There are a total of four articles on Rigvir indexed in PubMed. Three of these pertain to the immunological effects of Rigvir, without mentioning clinical effects. The fourth appeared in 2015 and is clinical in nature. The patients had had melanoma but were free of detectable cancer after surgery. Rigvir significantly prolonged survival in stages IB, IIA, IIB and IIC melanoma. Treated patients were compared to those who were under observation alone:

“[T]he patients treated with Rigvir had a 4.39 to 6.57-fold lower mortality than those under observation. In this study, there was no untoward side effect or discontinuation of Rigvir treatment…. Rigvir significantly prolongs survival in early-stage melanoma patients without any side effect.” 
(Doniņa, Simona, Ieva Strēle, Guna Proboka, Jurgis Auziņš, Pēteris Alberts, Björn Jonsson, Dite Venskus, and Aina Muceniece. “Adapted ECHO-7 Virus RigVir Immunotherapy (oncolytic Virotherapy) Prolongs Survival in Melanoma Patients after Surgical Excision of the Tumour in a Retrospective Study.” Melanoma Research 25, no. 5 (October 2015): 421–26. doi:10.1097/CMR.0000000000000180: emphasis added)

The Bottom Line: To anyone who appreciates the potential of cancer viral therapy, as I do, Rigvir looks promising. Nevertheless, caution is strongly advised. First, even if we accept at face value the published study, it only pertains to melanoma. At their Web site, the company states that there is “clinical experience of Rigvir effectivity” against “melanoma, stomach cancer, colorectal cancer, pancreatic cancer, kidney cancer, bladder cancer, lung cancer, prostate cancer, uterine cancer and various types of sarcoma.”

But I find nothing, at least in the English-language literature, to justify these sweeping claims. One should also note that the single clinical study (discussed above) concerned various substages of stage I and II melanoma. There is no mention of any effect on the more serious stages III or IV of melanoma, much less any other kinds of cancer. 

The Hope4Cancer clinic (directed by Antonio Jimenez, MD, or “Dr. Tony” in Playas de Tijuana, Mexico) is making big claims for Rigvir. The Hope4Cancer Web site claims that: 

    • Rigvir is supported by a legacy of over 50 years of research that includes numerous clinical trials on thousands of patients.
    • Rigvir has a demonstrated selective efficacy against a variety of tumors as well as powerful immune system modulating properties that make the cancer vulnerable to further attack. 

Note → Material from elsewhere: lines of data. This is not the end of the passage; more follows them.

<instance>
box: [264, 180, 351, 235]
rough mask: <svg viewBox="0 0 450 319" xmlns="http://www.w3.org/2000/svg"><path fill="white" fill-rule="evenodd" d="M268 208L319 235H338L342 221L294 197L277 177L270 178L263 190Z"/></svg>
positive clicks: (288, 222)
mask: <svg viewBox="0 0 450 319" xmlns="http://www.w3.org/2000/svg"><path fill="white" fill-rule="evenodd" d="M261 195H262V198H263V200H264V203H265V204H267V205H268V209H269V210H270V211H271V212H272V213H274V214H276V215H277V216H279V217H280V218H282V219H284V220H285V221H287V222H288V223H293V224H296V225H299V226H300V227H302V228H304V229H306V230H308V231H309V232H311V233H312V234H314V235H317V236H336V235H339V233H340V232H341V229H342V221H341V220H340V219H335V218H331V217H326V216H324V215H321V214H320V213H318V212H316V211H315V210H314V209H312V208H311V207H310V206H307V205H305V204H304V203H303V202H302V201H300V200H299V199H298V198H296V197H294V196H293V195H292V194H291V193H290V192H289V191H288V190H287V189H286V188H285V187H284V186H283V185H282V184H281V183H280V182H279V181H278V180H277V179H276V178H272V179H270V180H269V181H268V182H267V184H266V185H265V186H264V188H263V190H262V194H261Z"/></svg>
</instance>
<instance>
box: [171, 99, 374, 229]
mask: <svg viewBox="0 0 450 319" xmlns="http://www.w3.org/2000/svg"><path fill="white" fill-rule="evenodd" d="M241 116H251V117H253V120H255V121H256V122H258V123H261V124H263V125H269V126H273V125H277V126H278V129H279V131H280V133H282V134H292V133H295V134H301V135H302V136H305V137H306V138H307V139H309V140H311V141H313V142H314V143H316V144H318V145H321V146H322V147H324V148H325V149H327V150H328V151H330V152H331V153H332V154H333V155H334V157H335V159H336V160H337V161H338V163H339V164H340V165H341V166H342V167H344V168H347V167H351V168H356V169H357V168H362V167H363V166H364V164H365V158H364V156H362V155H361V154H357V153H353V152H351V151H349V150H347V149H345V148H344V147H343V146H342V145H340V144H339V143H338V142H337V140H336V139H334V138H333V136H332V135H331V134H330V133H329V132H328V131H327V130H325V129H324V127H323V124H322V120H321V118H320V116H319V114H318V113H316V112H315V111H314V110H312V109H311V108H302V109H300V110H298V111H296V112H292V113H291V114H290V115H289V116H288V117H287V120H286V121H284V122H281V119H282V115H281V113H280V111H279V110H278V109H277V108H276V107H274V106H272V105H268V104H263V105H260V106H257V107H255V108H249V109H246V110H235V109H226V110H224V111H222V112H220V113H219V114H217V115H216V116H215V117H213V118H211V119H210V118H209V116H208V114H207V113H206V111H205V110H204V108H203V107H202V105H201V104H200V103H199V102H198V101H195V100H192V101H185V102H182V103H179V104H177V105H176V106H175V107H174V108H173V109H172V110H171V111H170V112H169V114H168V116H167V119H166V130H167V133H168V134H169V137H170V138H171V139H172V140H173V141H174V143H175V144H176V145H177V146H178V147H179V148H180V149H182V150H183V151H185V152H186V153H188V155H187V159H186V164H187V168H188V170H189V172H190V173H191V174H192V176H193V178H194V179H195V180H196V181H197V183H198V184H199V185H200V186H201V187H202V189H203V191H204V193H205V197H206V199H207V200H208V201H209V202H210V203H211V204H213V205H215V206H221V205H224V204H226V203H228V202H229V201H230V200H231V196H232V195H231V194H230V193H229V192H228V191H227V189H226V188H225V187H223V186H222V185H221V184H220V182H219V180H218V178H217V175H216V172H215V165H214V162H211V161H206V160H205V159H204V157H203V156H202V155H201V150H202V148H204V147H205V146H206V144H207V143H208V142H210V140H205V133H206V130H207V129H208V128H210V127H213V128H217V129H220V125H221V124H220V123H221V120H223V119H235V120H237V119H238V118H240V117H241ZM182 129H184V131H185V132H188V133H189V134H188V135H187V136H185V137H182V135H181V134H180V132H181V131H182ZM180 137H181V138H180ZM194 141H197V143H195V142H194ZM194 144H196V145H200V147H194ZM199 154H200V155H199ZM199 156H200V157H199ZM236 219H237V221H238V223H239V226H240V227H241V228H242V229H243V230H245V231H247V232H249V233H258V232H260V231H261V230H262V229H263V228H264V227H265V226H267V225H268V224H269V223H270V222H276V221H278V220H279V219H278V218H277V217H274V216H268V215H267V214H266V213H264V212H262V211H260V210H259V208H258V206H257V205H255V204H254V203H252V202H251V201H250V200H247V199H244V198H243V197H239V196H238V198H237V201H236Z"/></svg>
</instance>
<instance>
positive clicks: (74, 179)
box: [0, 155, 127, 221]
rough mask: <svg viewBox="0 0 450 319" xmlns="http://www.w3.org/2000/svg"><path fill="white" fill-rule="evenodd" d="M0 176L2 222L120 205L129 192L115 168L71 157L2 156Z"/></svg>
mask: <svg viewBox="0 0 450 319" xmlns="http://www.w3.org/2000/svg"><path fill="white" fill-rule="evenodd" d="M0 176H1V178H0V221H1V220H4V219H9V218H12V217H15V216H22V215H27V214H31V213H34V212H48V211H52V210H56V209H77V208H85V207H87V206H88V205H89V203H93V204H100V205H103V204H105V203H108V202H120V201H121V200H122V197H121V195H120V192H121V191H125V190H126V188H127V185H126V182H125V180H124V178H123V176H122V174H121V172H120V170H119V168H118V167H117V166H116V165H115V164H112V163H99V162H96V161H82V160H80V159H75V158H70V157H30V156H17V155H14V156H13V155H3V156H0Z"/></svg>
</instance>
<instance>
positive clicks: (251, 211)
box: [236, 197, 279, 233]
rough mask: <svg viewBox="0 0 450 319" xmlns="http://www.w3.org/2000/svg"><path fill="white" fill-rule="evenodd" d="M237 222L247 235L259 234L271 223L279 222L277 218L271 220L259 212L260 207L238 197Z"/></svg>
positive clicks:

These statements are unsupported in the standard medical literature. No such clinical trials are listed in clinicaltrials.gov, PubMed or ASCO.org In a booklet on the topic, Dr. Jimenez and a colleague cite three clinical trials, whose references are given in a bibliography. But of the three, two are book citations, not peer-reviewed journal articles, while the one journal article does not in fact mention Rigvir. Viral therapy is very promising. But I would avoid this treatment, until proponents produce more credible documentation of its effects.
(Garklava, R.; Priedīte, I.; Muceniece, A. (1981) Long-term Results of Surgical Treatment of Patients with Gastric and Rectal Cancer after Immunostimulating Them with Nonpathogenic Enterovirus. In: Immunocompetence and Immunotherapy of Cancer Patients. Kemerovo, pp. 77-91. (not in PubMed); Janushkevich, V.Y.; Popena, B.A.; Priedīte, I.Y. (1988) Postoperative Immunostimulation Patients With Rectal Cancer. In: Modulation of Postoperative Anti-tumor Immunity (Postoperative Immunostimulation of Patients with Rectal Cancer. In the Book: Modulation of the Postoperative Antitumor Immunity). Riga. Zinatne, pp. 95-101. (In Russian?) Liu, T-C.; Galanis, E.; Kim, D. (2007) Clinical Trial Results with Oncolytic Virotherapy: A Century of Promise, A Decade of Progress. Nature Reviews Clinical Oncology, 4:101-117 (this article contains no mention of Rigvir.)